Azithromycin is recommended
as a first-line treatment as it is advantageous because it can be administered
intermittently and on a weekly basis, while patients are under supervision. The
patient should continue treatment for at least 3 weeks and until all clinically
visible ulcers have completely healed. Serial biopsy specimens may be needed.
Doxycycline, trimethoprim–sulfamethoxazole,
quinolones, and erythromycin (recommended during pregnancy) have also been
shown to be effective in the treatment of donovanosis. For azithromycin,
successful treatment with a daily dose of 500 mg for 1 week has been reported.
However, the CDC 2015 guidelines recommend 1 g weekly or 500 mg daily for at least
3 weeks and until all lesions have completely healed.

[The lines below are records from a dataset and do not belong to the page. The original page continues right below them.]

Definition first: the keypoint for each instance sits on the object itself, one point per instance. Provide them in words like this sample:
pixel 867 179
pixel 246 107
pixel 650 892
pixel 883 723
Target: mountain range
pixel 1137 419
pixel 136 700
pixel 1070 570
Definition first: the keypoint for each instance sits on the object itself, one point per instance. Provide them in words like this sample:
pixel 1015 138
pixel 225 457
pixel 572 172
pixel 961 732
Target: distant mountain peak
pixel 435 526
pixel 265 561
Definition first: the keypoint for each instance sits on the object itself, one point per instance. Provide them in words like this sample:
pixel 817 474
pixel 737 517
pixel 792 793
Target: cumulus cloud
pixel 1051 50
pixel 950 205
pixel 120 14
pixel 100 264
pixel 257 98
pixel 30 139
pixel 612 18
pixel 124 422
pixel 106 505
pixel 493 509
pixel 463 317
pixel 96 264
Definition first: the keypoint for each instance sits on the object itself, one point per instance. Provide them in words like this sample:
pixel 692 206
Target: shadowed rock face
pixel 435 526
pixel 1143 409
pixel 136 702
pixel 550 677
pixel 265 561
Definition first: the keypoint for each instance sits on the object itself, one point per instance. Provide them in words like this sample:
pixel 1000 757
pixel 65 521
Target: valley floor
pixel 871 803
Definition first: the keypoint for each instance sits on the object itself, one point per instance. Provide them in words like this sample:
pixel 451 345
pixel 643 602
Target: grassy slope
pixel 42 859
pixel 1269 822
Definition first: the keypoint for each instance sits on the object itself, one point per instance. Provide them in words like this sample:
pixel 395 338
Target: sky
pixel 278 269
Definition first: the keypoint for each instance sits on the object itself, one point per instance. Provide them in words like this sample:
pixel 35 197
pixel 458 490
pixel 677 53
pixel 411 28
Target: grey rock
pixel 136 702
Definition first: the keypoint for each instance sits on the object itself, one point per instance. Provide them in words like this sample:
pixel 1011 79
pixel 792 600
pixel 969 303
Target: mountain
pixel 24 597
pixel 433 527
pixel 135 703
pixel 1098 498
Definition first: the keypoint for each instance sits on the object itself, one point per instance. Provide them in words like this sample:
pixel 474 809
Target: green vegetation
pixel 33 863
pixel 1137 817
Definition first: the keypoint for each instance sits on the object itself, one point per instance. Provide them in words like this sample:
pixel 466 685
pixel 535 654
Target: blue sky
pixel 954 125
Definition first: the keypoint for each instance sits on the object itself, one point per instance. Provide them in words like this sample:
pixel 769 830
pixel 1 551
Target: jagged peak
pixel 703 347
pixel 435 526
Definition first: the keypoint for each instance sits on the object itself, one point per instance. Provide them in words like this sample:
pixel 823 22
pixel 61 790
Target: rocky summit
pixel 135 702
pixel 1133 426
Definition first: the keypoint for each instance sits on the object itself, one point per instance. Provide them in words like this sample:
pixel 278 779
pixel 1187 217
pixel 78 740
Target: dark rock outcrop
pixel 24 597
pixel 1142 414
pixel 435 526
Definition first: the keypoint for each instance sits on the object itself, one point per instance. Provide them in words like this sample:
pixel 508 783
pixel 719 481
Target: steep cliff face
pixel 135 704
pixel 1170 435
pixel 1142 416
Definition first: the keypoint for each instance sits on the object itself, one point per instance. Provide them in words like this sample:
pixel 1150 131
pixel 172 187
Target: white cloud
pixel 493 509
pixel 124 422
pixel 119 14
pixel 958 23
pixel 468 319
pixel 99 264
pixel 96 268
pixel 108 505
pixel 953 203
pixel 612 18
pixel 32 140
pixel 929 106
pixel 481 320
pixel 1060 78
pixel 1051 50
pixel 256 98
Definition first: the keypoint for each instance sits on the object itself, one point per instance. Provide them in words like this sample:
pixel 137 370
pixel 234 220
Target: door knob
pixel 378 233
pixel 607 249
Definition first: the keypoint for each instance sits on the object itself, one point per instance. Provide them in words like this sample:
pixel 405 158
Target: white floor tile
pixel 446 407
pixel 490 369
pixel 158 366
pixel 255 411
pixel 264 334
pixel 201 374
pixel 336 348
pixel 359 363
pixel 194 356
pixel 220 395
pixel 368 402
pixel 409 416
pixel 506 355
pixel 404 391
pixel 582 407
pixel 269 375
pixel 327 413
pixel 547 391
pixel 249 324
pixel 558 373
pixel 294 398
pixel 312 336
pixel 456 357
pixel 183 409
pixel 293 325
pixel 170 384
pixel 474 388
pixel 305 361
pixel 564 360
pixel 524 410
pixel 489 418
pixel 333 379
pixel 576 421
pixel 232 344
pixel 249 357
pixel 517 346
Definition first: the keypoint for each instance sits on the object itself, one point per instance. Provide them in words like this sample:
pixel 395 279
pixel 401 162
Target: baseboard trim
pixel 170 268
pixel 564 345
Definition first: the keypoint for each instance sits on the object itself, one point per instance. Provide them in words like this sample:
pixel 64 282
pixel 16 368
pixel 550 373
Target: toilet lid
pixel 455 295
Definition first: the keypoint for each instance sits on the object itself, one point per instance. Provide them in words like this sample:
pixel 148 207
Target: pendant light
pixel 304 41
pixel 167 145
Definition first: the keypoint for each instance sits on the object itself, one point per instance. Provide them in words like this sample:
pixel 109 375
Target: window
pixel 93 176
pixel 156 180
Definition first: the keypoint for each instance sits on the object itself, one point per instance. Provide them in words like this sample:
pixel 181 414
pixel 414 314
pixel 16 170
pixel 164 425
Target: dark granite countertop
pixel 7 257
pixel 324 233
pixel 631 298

For any of the regimens, the addition of an aminoglycoside
(e.g. gentamicin 1 mg/kg IV q8h) should be considered if lesions do not respond
within the first few days of therapy.
TREATMENT REGIMENS FOR DONOVANOSIS |
Recommended: |
Azithromycin,
1 g po once weekly – or – 500 mg
po daily |
Alternative: |
Doxycycline,
100 mg po BID – or – Trimethoprim–sulfamethoxazole,
1 double-strength (160 mg/800 mg) tablet po BID – or – Ciprofloxacin,
750 mg po BID – or – Erythromycin
base, 500 mg po four times daily |
Duration for all regimens: until all lesions completely healed (at
least 3 weeks) |
Relapse may occur 6–18 months after apparently effective
treatment, requiring follow-up by the physician. Long-standing cases may be
complicated by secondary bacterial infections or by fistulas and abscess
formation, which require surgical intervention and render antibiotic treatment
alone ineffective.
Prevention
Although donovanosis is uncommon in the partners of index
cases, all sexual contact with a patient with GI in the previous 6 months need
to be examined. Sexual partners need not be treated unless they develop signs
and symptoms of GI.
Children born to mothers with untreated donovanosis need
to receive prophylactic azithromycin at
a dose of 20 mg/kg for 3 days.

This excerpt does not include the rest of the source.